- Associated Press - Thursday, May 7, 2020

DOVER, Del. (AP) - The pace at which Delawareans are filing unemployment claims amid the coronavirus epidemic is continuing to decline steadily but still remains at an unprecedented level.

The Delaware Department of Labor reported Thursday that more than 6,180 initial unemployment claims were filed last week. That’s down from about 7,750 in the previous week and marks the fifth straight weekly decline in jobless claims.

Last week’s total is less than a third of the number of filings in both the final week of March and the first week of April.

More than 84,000 Delawareans have filed for unemployment benefits since March 15, including more than 30,000 in March.

The previous monthly record for unemployment claim filings in Delaware over the past three decades was a little more than 9,600 in January 2002.

Officials said earlier this week that the state has paid $140 million in unemployment benefits over the past six weeks. That’s roughly equal to the balance that remained in state’s unemployment trust fund as of April 16. The state started the year with $172.6 million in the trust fund.

Labor Secretary Cerron Cade said earlier this week that officials were not yet concerned about the state’s ability to provide direct assistance to workers, noting federal assistance that Delaware has received. At the same time, he acknowledged that solvency of the trust fund is an issue.

“The question of the solvency of the Unemployment Insurance Trust Fund was a problem before this crisis and will continue to be an issue until the State of Delaware addresses our unemployment tax system,” Cade wrote in an email.
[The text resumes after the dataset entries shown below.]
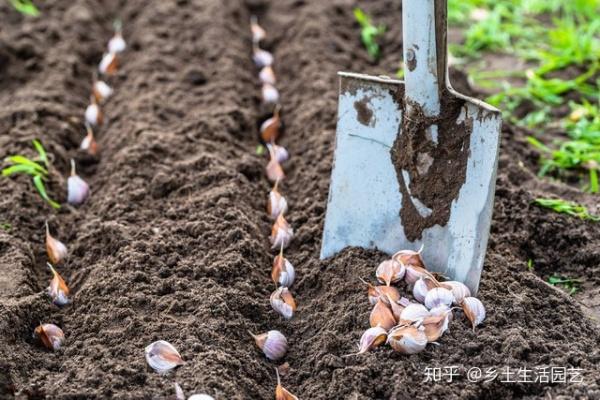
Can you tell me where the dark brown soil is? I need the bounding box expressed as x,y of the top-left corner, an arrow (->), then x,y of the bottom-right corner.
0,0 -> 600,400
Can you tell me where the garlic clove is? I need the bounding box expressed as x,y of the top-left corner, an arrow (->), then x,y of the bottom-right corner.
440,281 -> 471,305
92,81 -> 113,103
46,221 -> 68,265
400,303 -> 430,322
387,326 -> 427,354
460,297 -> 485,331
108,32 -> 127,54
425,287 -> 454,310
369,299 -> 396,331
375,259 -> 406,286
269,214 -> 294,249
267,143 -> 290,163
145,340 -> 185,374
98,53 -> 118,75
267,182 -> 288,219
250,15 -> 267,44
275,368 -> 298,400
47,263 -> 70,307
79,123 -> 98,156
248,330 -> 288,361
421,311 -> 450,342
258,65 -> 277,85
392,246 -> 425,269
67,160 -> 90,206
271,287 -> 296,319
261,83 -> 279,104
85,97 -> 103,126
260,104 -> 281,143
271,246 -> 296,287
34,324 -> 65,351
252,46 -> 273,68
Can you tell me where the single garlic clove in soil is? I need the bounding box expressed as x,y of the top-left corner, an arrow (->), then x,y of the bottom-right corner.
260,104 -> 281,143
250,15 -> 267,44
421,311 -> 450,342
261,83 -> 279,104
249,330 -> 288,361
269,214 -> 294,249
375,259 -> 406,286
392,246 -> 425,268
460,297 -> 485,330
267,182 -> 288,219
33,324 -> 65,351
47,263 -> 70,307
400,303 -> 430,322
252,46 -> 273,68
46,221 -> 67,265
271,246 -> 296,288
85,97 -> 103,126
258,65 -> 277,85
440,281 -> 471,305
92,81 -> 113,103
145,340 -> 184,374
79,122 -> 98,156
275,368 -> 298,400
369,299 -> 396,331
271,287 -> 296,319
425,287 -> 454,310
108,32 -> 127,54
387,326 -> 427,354
98,53 -> 118,75
67,160 -> 90,206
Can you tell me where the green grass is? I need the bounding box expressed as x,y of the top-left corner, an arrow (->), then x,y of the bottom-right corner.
548,275 -> 582,295
448,0 -> 600,193
533,198 -> 600,222
2,139 -> 60,209
354,7 -> 386,60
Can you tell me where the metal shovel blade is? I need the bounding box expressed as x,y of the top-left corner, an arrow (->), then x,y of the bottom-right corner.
321,0 -> 501,294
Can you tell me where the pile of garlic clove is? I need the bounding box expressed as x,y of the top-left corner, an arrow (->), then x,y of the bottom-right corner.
349,248 -> 485,355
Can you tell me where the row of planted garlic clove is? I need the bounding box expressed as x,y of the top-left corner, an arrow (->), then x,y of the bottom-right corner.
34,21 -> 126,350
355,249 -> 485,354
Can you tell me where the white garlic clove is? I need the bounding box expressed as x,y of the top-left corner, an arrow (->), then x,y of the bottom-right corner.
261,83 -> 279,104
271,247 -> 296,288
92,81 -> 113,103
252,47 -> 273,68
425,287 -> 454,310
400,303 -> 430,322
269,214 -> 294,249
375,259 -> 406,286
270,287 -> 296,319
108,32 -> 127,54
460,297 -> 485,330
357,326 -> 387,354
98,53 -> 118,75
145,340 -> 184,374
258,65 -> 277,85
267,184 -> 288,219
387,326 -> 427,354
67,160 -> 90,206
46,222 -> 68,265
440,281 -> 471,305
369,298 -> 396,331
33,324 -> 65,351
249,330 -> 288,361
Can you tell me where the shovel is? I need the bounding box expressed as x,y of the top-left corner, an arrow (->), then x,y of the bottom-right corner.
321,0 -> 501,295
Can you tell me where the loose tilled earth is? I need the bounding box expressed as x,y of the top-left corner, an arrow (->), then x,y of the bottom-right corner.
0,0 -> 600,399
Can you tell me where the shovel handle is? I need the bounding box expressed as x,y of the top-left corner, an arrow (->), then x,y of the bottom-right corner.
402,0 -> 448,117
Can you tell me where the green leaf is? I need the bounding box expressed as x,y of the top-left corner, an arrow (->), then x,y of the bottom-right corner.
33,175 -> 60,209
33,139 -> 50,168
10,0 -> 40,17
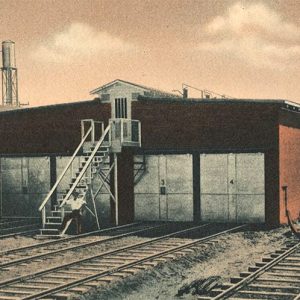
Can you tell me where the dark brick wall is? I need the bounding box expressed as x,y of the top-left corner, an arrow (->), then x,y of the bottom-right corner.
0,100 -> 110,155
132,100 -> 278,151
132,100 -> 279,225
279,125 -> 300,223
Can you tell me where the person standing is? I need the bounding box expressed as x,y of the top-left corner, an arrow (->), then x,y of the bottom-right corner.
60,191 -> 86,235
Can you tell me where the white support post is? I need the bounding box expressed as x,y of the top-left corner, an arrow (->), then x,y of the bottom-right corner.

Despite concerns about the trust fund’s solvency, state lawmakers last year passed a law increasing the maximum weekly unemployment benefit from $330 to $400. Analysts estimated that the change would cost $34 million over three years.
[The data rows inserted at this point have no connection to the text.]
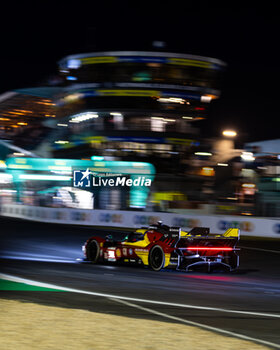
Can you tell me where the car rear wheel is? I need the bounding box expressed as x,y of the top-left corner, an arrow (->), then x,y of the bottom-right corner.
87,239 -> 100,264
149,245 -> 165,271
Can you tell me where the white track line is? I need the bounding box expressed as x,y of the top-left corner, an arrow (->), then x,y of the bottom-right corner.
0,274 -> 280,318
109,298 -> 280,349
0,274 -> 280,349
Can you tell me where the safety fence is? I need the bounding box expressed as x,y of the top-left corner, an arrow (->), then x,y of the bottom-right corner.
0,204 -> 280,238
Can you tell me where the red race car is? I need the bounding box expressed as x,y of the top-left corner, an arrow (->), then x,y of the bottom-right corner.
83,222 -> 240,272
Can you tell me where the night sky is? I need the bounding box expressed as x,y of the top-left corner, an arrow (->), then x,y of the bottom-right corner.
0,1 -> 280,142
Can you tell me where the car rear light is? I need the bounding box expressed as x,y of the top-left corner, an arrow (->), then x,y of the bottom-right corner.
107,249 -> 116,259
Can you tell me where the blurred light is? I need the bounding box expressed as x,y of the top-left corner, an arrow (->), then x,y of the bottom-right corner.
195,152 -> 212,156
110,112 -> 122,117
63,92 -> 83,103
19,174 -> 72,181
158,97 -> 186,104
67,59 -> 81,69
66,75 -> 77,80
241,152 -> 255,162
54,140 -> 69,145
200,167 -> 215,176
187,246 -> 233,251
223,130 -> 237,137
151,117 -> 176,122
70,112 -> 98,123
90,156 -> 104,160
0,160 -> 7,169
0,173 -> 13,184
200,95 -> 212,103
242,183 -> 256,188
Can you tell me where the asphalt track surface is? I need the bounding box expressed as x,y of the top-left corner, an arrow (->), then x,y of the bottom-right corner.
0,218 -> 280,348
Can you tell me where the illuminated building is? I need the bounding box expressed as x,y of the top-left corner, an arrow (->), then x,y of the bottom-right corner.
0,51 -> 225,209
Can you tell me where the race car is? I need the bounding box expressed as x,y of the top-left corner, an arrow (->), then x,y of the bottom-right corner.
83,222 -> 240,272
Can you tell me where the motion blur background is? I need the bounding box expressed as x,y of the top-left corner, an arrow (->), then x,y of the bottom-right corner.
0,1 -> 280,217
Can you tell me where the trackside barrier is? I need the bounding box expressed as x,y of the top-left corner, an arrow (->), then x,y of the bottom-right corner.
0,204 -> 280,238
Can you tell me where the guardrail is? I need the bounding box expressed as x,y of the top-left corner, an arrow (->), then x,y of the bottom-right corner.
0,204 -> 280,238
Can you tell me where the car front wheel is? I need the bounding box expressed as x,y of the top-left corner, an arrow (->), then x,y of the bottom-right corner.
149,245 -> 165,271
87,239 -> 100,264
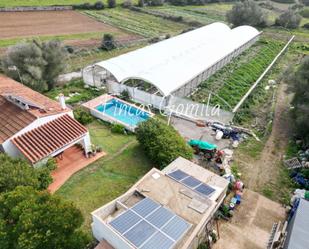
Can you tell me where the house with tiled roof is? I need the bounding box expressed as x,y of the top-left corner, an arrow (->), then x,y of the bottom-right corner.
0,75 -> 91,166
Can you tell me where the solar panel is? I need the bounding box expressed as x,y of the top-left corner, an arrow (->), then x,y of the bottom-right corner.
132,198 -> 160,217
168,169 -> 216,197
162,216 -> 189,241
123,220 -> 156,247
195,184 -> 215,196
168,169 -> 189,181
109,198 -> 190,249
141,232 -> 174,249
146,207 -> 174,228
110,210 -> 141,234
181,176 -> 202,188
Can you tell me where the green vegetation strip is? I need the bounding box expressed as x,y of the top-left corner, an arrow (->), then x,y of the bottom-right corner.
192,40 -> 283,110
142,6 -> 225,25
0,32 -> 112,47
84,8 -> 188,38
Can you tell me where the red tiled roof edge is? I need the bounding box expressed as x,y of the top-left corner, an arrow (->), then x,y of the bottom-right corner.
12,114 -> 88,164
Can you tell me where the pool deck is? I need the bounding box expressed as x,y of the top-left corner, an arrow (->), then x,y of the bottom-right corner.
82,94 -> 154,117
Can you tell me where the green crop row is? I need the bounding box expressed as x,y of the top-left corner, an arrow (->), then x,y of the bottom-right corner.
192,41 -> 283,110
84,8 -> 188,38
145,6 -> 224,24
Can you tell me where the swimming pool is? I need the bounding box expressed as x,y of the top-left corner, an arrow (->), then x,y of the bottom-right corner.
95,98 -> 150,127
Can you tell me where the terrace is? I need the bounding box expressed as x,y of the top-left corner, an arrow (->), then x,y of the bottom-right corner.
92,158 -> 228,248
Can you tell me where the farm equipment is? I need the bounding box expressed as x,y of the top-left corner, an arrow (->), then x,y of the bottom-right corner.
188,139 -> 223,162
211,122 -> 239,140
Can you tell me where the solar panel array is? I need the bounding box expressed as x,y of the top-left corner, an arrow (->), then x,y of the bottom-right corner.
168,169 -> 215,197
109,198 -> 190,249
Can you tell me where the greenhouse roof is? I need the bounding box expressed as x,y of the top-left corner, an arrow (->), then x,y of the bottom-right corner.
96,22 -> 260,96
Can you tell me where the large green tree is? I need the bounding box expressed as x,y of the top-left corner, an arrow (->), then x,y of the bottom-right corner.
226,0 -> 267,27
0,187 -> 87,249
291,55 -> 309,145
136,118 -> 193,169
0,153 -> 52,193
2,40 -> 67,92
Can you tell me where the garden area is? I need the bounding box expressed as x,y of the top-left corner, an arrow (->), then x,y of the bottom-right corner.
56,121 -> 153,234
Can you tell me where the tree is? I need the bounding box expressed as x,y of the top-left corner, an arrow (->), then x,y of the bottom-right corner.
2,40 -> 67,92
291,55 -> 309,145
226,0 -> 267,27
275,9 -> 301,29
107,0 -> 116,8
0,154 -> 53,193
0,186 -> 88,249
101,34 -> 116,51
137,0 -> 145,7
136,118 -> 193,169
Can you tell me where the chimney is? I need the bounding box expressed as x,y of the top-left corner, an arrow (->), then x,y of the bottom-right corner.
59,93 -> 67,110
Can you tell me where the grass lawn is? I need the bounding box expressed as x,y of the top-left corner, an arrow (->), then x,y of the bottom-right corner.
56,121 -> 152,233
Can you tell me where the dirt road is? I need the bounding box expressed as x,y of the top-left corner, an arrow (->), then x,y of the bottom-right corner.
213,190 -> 285,249
235,82 -> 292,192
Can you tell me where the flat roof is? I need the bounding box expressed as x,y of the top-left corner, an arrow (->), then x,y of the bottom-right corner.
284,199 -> 309,249
95,22 -> 260,96
92,157 -> 228,248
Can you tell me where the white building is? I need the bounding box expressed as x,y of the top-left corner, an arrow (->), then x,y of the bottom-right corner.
83,23 -> 260,108
0,75 -> 91,166
92,157 -> 228,249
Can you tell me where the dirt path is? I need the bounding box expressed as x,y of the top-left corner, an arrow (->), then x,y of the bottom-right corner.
235,82 -> 292,192
213,190 -> 285,249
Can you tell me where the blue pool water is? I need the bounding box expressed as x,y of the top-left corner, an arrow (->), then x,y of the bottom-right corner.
96,99 -> 149,126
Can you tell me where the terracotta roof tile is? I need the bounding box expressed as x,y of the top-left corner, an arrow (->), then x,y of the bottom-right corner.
12,114 -> 87,163
0,96 -> 36,144
0,74 -> 70,117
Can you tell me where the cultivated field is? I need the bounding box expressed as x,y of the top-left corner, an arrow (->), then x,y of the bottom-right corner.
0,0 -> 96,7
0,11 -> 131,39
84,8 -> 189,38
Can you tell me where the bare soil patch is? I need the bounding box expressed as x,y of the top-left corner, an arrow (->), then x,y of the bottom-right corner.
235,82 -> 292,192
213,190 -> 285,249
0,11 -> 131,39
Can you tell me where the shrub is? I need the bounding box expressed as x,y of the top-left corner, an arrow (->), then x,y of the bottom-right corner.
0,186 -> 89,249
101,34 -> 116,51
107,0 -> 116,8
2,40 -> 67,92
275,10 -> 301,29
137,0 -> 145,7
0,154 -> 53,193
136,118 -> 193,169
111,124 -> 126,134
303,23 -> 309,29
122,0 -> 132,8
93,1 -> 105,10
73,107 -> 94,125
299,8 -> 309,18
272,0 -> 295,3
226,0 -> 267,27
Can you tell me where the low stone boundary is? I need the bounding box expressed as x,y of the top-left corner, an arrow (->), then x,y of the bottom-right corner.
0,6 -> 73,12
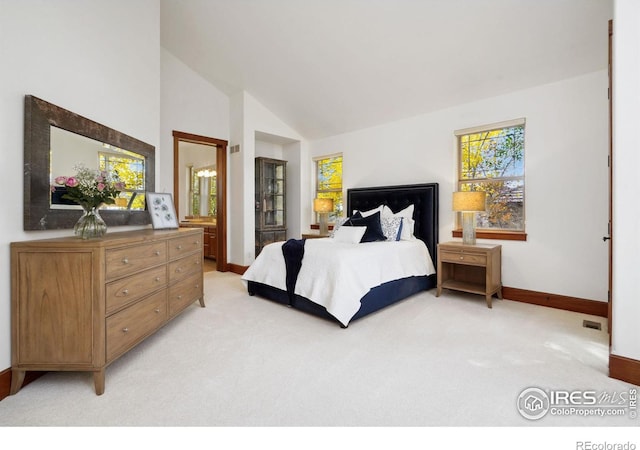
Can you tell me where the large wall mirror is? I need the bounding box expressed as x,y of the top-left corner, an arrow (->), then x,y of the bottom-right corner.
24,95 -> 155,230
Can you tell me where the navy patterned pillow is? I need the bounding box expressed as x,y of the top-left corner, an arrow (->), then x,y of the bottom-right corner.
342,212 -> 387,242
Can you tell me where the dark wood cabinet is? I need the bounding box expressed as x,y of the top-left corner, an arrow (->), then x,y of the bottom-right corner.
255,157 -> 287,256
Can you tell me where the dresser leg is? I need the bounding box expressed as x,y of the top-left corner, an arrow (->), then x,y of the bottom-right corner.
9,369 -> 27,395
93,369 -> 104,395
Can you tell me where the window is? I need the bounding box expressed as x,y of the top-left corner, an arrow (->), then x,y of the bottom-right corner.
314,155 -> 344,222
455,119 -> 525,232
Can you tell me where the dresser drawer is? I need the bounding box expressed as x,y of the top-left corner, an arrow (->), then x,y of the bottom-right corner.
107,291 -> 167,362
106,266 -> 167,314
169,273 -> 203,317
169,253 -> 202,283
105,242 -> 167,280
440,250 -> 487,266
169,234 -> 203,260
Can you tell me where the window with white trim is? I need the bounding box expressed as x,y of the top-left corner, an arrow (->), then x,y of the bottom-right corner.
314,154 -> 344,222
455,119 -> 525,232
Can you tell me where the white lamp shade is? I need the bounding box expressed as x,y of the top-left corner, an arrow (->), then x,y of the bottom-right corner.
453,191 -> 487,211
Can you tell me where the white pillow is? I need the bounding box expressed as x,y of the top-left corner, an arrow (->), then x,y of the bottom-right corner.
333,227 -> 367,244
The legislation, sponsored by Democratic lawmakers, also froze the taxable wage base used by employers to determine what portion of an employee’s wages are subject to unemployment insurance tax assessments until Oct. 29 of this year. Lawmakers said the freeze would allow the Division of Unemployment Insurance and the Unemployment Compensation Advisory Council to determine whether to revise the taxable wage base formula.

“We could not have imagined then how important their work would be right now,” said Cade, adding that officials hope to have recommendations for the General Assembly and Democratic Gov. John Carney later this year.

Had the freeze not been implemented, the tax rate on employers would have fallen last October pursuant to triggers in the state code.

“If that would have happened, it would have further reduced the amount of revenue that would have been generated into the trust fund,” Cade noted.